“This book was a bit like the reverse of the famous John Green quotation about falling in love; it happened all at once and then very slowly. The story itself began with an image. I saw the moment when Luke first stops time.”
In her new novel Hold, Rachel Davidson Leigh explores grief, and how it affects people. Based off her own experiences with loss, her main character Luke has just lost his sister. After the loss, Luke finds out he can stop time, but his powers and his grief entwine and relate to each other.
“I also lost a sibling, under similar circumstances, when I was about the same age as Luke, but one of the things that allows the novel to be honest about loss is its distance from my own life. Luke walks through some of the same places I remember, but he transforms them into something entirely new.”
Luke’s grief and his powers grow out of each other until he can hardly see the line between the two. That pulls on Leigh’s own flavour of favourite stories: superhero comics, sci-fi and fantasy stories as well as musicals, where the epic emotion of the adventures underline and give literal form to human experiences.
“In many ways, his powers become a kind of coping mechanism for understanding and dealing with loss. Luke and his friends don’t know how to deal with grief. I mean, who does? But they do know comics. They know superhero backstories, and suddenly Luke seems to have an entire origin story dropped in his lap. He has the tragedy, the superpowers, and maybe even a convenient villain, but as he moves forward, he keeps coming face-to-face with the ways that his life doesn’t fit that convenient package.”
The idea of fiction reflecting reality can be seen throughout the novel. All of the main characters are theater kids, and plays and their performance have a big presence in the story. This shows even in the cover itself, which Leigh says is a good representation of what the novel is trying to convey:
“The script in the back is actually a page from the First Folio edition of Shakespeare’s Romeo and Juliet. It echoes one character’s love for a monologue in that play, which returns over and over, much to Luke’s chagrin. Most of all, it reflects the novel’s love affair with language and the ways that even the best intentions can go awry.”

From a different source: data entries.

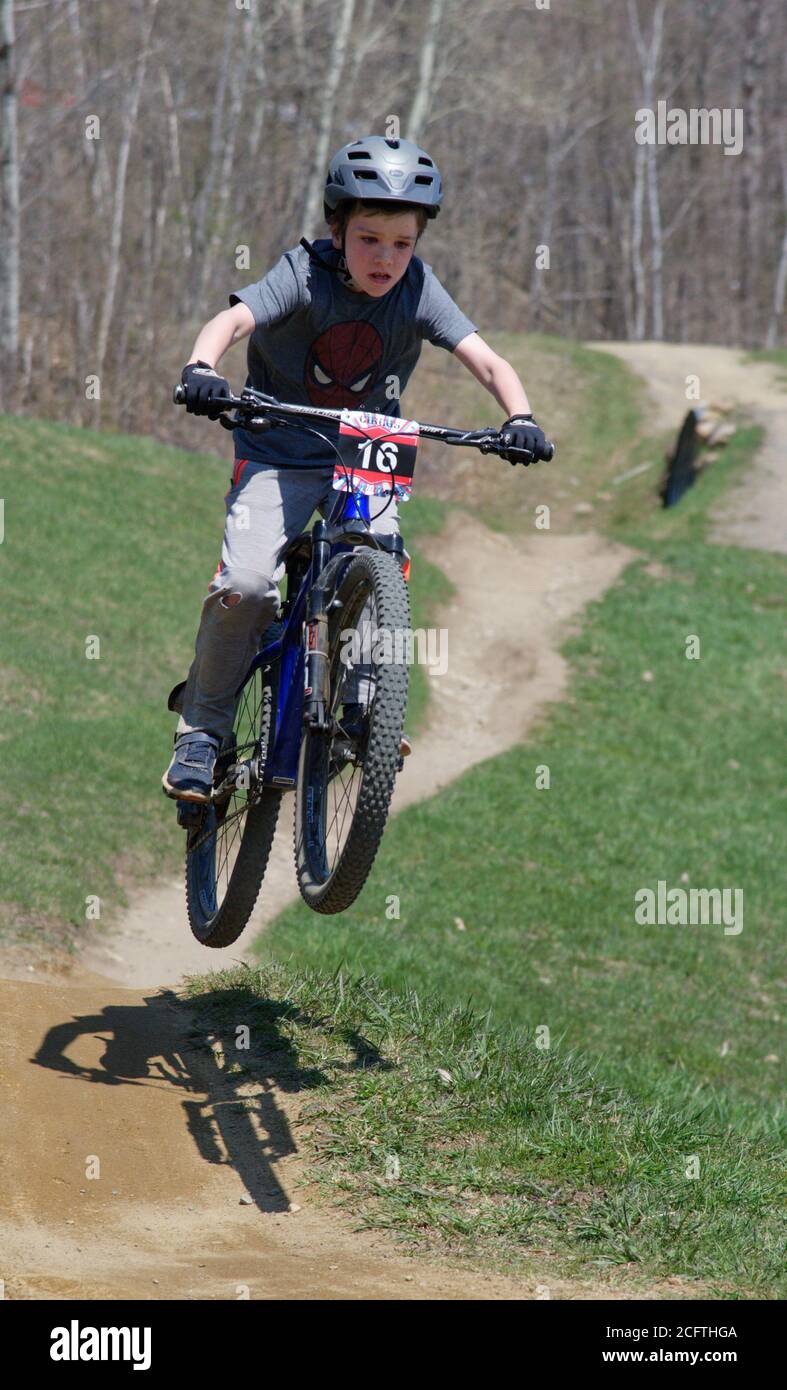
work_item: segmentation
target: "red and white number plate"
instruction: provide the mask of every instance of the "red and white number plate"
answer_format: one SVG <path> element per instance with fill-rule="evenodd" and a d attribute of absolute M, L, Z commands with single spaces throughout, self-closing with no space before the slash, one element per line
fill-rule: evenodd
<path fill-rule="evenodd" d="M 387 497 L 394 481 L 396 498 L 406 502 L 413 487 L 418 450 L 418 421 L 393 415 L 371 415 L 366 410 L 343 410 L 333 486 L 340 492 L 352 487 L 367 497 Z"/>

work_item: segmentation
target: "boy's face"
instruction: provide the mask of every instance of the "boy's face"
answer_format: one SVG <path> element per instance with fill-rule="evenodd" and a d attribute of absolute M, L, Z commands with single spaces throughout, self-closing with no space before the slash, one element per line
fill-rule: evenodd
<path fill-rule="evenodd" d="M 347 267 L 357 289 L 382 299 L 401 280 L 415 250 L 418 221 L 414 212 L 368 213 L 362 209 L 350 217 L 344 249 Z M 341 237 L 333 233 L 341 251 Z"/>

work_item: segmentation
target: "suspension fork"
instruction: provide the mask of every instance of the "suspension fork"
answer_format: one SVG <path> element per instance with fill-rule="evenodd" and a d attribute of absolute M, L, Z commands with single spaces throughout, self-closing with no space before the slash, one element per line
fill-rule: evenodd
<path fill-rule="evenodd" d="M 327 524 L 323 520 L 315 522 L 312 530 L 311 584 L 306 601 L 304 624 L 306 650 L 304 657 L 303 722 L 319 733 L 325 733 L 330 729 L 331 672 L 328 653 L 330 600 L 325 586 L 320 582 L 320 577 L 331 554 L 330 543 L 326 536 L 327 530 Z"/>

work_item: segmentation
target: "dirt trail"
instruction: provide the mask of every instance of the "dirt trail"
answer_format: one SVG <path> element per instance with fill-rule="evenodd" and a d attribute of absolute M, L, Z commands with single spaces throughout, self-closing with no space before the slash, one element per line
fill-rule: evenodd
<path fill-rule="evenodd" d="M 697 376 L 702 403 L 742 406 L 765 427 L 765 442 L 739 482 L 722 498 L 710 539 L 723 545 L 787 554 L 787 392 L 779 368 L 744 362 L 737 348 L 694 343 L 588 343 L 611 352 L 648 383 L 657 428 L 679 425 L 695 401 L 686 378 Z"/>
<path fill-rule="evenodd" d="M 448 671 L 431 678 L 430 724 L 399 778 L 397 813 L 522 739 L 563 691 L 557 647 L 569 621 L 628 559 L 592 534 L 515 542 L 458 512 L 422 549 L 456 594 L 438 618 Z M 290 797 L 247 942 L 295 892 Z M 239 1284 L 253 1298 L 538 1296 L 535 1279 L 407 1259 L 310 1200 L 299 1186 L 297 1089 L 272 1067 L 254 1107 L 238 1107 L 214 1054 L 190 1045 L 188 1011 L 162 988 L 243 958 L 241 943 L 207 951 L 193 940 L 180 876 L 142 892 L 111 937 L 60 976 L 40 963 L 33 974 L 24 952 L 0 953 L 7 1296 L 232 1298 Z M 85 1176 L 89 1155 L 98 1180 Z M 548 1262 L 539 1280 L 552 1297 L 608 1296 L 552 1280 Z M 676 1293 L 665 1286 L 663 1296 Z"/>

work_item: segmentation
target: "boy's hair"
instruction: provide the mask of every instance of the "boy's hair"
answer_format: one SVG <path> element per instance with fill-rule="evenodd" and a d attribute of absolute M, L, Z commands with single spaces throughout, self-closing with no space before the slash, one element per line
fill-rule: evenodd
<path fill-rule="evenodd" d="M 344 233 L 347 231 L 347 224 L 354 212 L 368 212 L 371 213 L 372 216 L 382 214 L 386 217 L 398 217 L 401 212 L 414 212 L 418 228 L 415 238 L 416 242 L 429 221 L 426 215 L 426 209 L 420 207 L 418 203 L 396 203 L 393 201 L 378 203 L 374 202 L 372 199 L 367 200 L 366 198 L 343 198 L 340 203 L 337 203 L 336 207 L 330 213 L 330 216 L 326 217 L 325 220 L 331 228 L 331 231 L 336 232 L 337 236 L 343 237 Z"/>

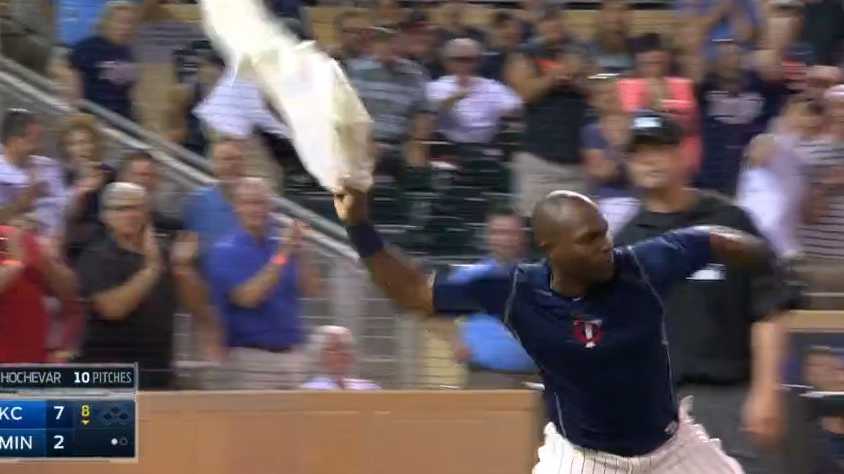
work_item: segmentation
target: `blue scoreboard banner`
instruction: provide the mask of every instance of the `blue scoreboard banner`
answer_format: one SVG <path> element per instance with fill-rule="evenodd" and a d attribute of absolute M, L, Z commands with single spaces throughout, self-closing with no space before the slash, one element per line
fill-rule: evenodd
<path fill-rule="evenodd" d="M 136 381 L 134 366 L 0 366 L 0 461 L 137 458 Z"/>

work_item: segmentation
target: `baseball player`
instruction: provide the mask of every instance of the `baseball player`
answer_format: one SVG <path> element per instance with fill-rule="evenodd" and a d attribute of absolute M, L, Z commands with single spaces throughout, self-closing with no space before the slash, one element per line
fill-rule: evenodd
<path fill-rule="evenodd" d="M 429 278 L 385 246 L 364 194 L 346 190 L 335 207 L 372 279 L 399 305 L 424 315 L 503 315 L 545 383 L 552 422 L 534 474 L 742 472 L 678 407 L 662 299 L 712 261 L 765 267 L 770 252 L 760 239 L 694 227 L 614 249 L 595 204 L 556 191 L 533 212 L 543 261 Z"/>

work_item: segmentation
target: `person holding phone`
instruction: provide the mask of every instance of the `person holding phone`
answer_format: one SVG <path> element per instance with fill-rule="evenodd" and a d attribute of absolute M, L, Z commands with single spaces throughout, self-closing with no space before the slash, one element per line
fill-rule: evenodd
<path fill-rule="evenodd" d="M 0 224 L 28 214 L 40 235 L 55 238 L 63 228 L 66 201 L 62 167 L 36 155 L 43 127 L 32 112 L 9 109 L 3 116 L 0 141 Z"/>

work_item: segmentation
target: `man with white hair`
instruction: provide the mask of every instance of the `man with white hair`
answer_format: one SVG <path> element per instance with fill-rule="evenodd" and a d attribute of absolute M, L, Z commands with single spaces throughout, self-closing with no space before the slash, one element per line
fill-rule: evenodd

Leigh isn’t done telling stories. Going forward, she wants to work on more LGBTQ YA novels.
“I’m pretty sure this is going to be my writer-home for good long while, in large part because it’s wonderful writing about that aspect of myself and the people that I love. It’s the same reason why all of my novels are going to engage with representations of disability. The next novel, though, is going to be a lot lighter. It centers on two former best friends and current rivals, Natalie and Noelle, forced to vie for the same math scholarship. The situation would be workable if they didn’t have to travel together, or room together, or face the fact that Noelle’s had a soul-killing crush on Natalie since, roughly, forever.”